Инги засопел, но промолчал. Послушно взялся за тростинку и принялся царапать по вощёной дощечке. Калека и в самом деле знал и умел многое. В пору молодости он, как рассказывал дядька, плавал до самого Миклагарда, откуда принесли глупого нынешнего бога бывшие рабы. А грамоте учиться важно, ещё важней, чем владению мечом. Инги рано это понял. Не понимать написанное или чужую речь – это почти калекой быть, причем по собственной воле. Понимающий больше – всегда на полшага впереди, а значит, ударит раньше. Инги умел подметить, кто сильнее и кто как набирается силы. В торговые гости неграмотному и не суйся. Чтобы далеко плавать, много наречий и письмен знать нужно. Там, где не помогут меч и копьё, может выручить удачное слово. А настоящему ярлу, хозяину людей и вождю в битве, многое нужно знать, очень многое.
Так что калеку придётся терпеть.
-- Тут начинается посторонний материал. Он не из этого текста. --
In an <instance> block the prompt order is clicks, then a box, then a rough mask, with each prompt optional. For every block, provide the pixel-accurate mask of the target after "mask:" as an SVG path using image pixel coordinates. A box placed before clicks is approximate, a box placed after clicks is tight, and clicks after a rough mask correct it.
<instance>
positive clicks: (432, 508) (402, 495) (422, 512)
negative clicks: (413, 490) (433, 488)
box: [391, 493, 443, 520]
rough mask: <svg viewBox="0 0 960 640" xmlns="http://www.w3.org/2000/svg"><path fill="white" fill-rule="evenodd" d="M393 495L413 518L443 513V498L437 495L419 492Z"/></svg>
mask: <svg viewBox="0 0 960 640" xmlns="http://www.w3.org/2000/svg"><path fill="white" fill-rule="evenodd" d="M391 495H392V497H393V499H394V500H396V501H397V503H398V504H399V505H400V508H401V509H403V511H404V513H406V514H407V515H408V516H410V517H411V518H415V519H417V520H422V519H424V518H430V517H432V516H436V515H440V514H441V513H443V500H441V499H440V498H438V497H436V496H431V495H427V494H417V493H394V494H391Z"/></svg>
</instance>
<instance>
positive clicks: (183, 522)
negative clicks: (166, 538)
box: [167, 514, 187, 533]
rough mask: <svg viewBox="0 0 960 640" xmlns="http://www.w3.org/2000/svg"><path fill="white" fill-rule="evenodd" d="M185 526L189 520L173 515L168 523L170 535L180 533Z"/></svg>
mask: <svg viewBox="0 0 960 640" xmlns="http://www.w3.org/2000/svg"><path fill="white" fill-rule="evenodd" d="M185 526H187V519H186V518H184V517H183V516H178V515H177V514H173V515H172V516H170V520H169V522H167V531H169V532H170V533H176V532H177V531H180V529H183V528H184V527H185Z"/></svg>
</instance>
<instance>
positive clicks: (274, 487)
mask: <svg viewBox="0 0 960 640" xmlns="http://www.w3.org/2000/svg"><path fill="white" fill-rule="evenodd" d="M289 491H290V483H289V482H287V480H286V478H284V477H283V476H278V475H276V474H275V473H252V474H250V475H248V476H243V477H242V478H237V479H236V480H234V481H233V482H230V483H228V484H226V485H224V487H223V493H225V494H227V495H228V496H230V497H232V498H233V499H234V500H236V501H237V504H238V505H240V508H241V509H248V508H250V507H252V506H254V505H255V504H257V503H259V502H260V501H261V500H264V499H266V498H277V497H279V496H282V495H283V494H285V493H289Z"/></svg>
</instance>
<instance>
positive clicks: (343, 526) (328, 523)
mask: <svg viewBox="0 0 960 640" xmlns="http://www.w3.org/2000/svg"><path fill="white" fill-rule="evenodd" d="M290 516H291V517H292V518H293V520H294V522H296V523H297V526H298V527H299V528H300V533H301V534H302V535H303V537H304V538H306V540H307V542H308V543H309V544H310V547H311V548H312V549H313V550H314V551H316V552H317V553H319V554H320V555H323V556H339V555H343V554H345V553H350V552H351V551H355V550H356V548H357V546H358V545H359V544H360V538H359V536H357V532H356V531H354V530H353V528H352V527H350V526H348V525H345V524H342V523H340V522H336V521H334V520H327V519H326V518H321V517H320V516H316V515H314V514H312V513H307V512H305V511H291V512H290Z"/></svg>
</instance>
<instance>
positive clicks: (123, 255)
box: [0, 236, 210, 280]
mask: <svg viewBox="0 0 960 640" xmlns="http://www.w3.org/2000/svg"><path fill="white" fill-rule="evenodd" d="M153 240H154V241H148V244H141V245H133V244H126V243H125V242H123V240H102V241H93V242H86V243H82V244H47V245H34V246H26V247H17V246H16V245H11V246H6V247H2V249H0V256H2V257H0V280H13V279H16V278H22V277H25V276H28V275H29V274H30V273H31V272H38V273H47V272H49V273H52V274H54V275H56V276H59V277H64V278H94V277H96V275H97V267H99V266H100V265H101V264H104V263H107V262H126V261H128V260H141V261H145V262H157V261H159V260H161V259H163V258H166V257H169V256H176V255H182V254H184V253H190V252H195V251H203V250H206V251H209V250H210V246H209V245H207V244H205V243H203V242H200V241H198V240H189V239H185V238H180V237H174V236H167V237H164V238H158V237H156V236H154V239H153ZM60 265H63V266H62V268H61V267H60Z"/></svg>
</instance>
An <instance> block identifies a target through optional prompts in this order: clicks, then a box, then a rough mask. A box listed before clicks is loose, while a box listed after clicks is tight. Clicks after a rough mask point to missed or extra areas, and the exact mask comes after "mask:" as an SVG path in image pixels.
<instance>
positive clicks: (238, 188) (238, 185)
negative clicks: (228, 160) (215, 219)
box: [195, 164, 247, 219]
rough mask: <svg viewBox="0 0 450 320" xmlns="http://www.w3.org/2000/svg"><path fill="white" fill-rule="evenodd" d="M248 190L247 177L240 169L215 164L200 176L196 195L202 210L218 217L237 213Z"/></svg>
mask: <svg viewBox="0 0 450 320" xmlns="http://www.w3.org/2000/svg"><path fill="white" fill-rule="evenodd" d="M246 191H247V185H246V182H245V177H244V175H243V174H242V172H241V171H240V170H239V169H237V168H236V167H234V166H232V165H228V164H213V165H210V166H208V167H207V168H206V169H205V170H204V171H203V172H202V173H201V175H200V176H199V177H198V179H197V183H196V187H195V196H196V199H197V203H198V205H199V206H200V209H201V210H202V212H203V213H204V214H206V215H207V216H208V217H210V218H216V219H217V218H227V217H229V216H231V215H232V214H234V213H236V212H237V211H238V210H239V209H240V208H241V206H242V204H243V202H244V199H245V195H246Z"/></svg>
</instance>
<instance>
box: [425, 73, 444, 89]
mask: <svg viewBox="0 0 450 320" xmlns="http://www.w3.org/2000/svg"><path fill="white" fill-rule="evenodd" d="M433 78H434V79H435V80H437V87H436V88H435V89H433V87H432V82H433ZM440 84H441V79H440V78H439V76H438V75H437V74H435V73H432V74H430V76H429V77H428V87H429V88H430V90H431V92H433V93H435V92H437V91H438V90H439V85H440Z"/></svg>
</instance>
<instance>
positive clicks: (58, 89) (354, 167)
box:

Он владеет пятью наречиями и на трех умеет писать. Ещё он умеет резать руны, самые настоящие. Глядит на них, угадывая будущее, красит их кровью. Слуги шепчутся, скрестив пальцы, плюются, – чур меня, дескать! – а старый Хрольф кривится. Бабье дело, стыдное. Ну, калеке позволительно. Полмужчины, что с него взять. А выучить-то тайное ох как хочется!
Но до чего же противно видеть калеку! Тошно смотреть, как он сопит, спеша через двор под дождём, трясясь, нелепо выгибаясь и загребая рукой, будто плывёт сквозь загустевший воздух. Как машет обрубком, тычется в дверь, корчится, стараясь распустить шнур на штанах, как стискивает жёлтые зубы и шипит от боли. А кривой шрам на ноге гниёт, вонючая жижа сочится. Рядом едва усидеть можно, так смердит. Чем дожить до такого, лучше удавиться. Меч рукояткой в землю воткнуть, да и на острие сердцем броситься. А лучше в бою, чтобы враги со всех сторон, и ты один, последний. Вокруг тебя – трупы горами, и ты, победитель, весь в крови, и умираешь, непобедимый. Чтобы все-все говорили и помнили триста лет. Нет, тысячу!
Через неделю калека Торбьёрн спас Инги жизнь.Лето в том году выдалось тусклое, зряшное. Всю весну лили дожди, и от них даже в липень месяц небо висело над головами застылое, мёртвое – отмытое до бесцветия, холодное, сочащееся влагой. Облака по нему плыли клоками мокрой овечьей шерсти. На лужке не присесть – сразу щиплет ягодицы мокрым холодом. По дворам да тропам – липкая грязюка, за обувку хватает. Одно что – трава пошла в рост, на радость коням да коровам. И свиньи с радостным хрюком плюхались в лужи, а люди, ворча, обходили их, разлёгшихся на проходе.
Дядька Хрольф лето ненавидел. Чем теплее вокруг становилось, тем больше пил. В редкую жару ему дурно делалось от браги, и он, корчась, вымётывал её, перемешанную с желчью, прямо на стол и солому пола. А в лютые морозы хохотал и полуголый барахтался в сугробе – лютый великан, ётун среди хлипких людишек. Зимой Хрольф уезжал на север, но не к своей кровине, а к людям с волосами как солома, с чужими раскосыми глазами, в землю холода и ночи. Возвращался с грудами шкур и прозрачными плоскими камнями, чтобы закрывать ими окна вместо бычьего пузыря. Ещё привозил в кожаных пахучих мешочках цветные камни, яркие, переливчатые, и круглые мерцающие капельки речного жемчуга. А иногда, в тонкие лоскуты завёрнутые, крохотные крупицы настоящего, масляно-жёлтого, яркого золота. Калека всегда ворчал в такие дни – а дядька, отрыкиваясь, заботливо сыпал крупицы в медную коробочку, а коробочку ставил в тяжеленный, железом окованный ларь.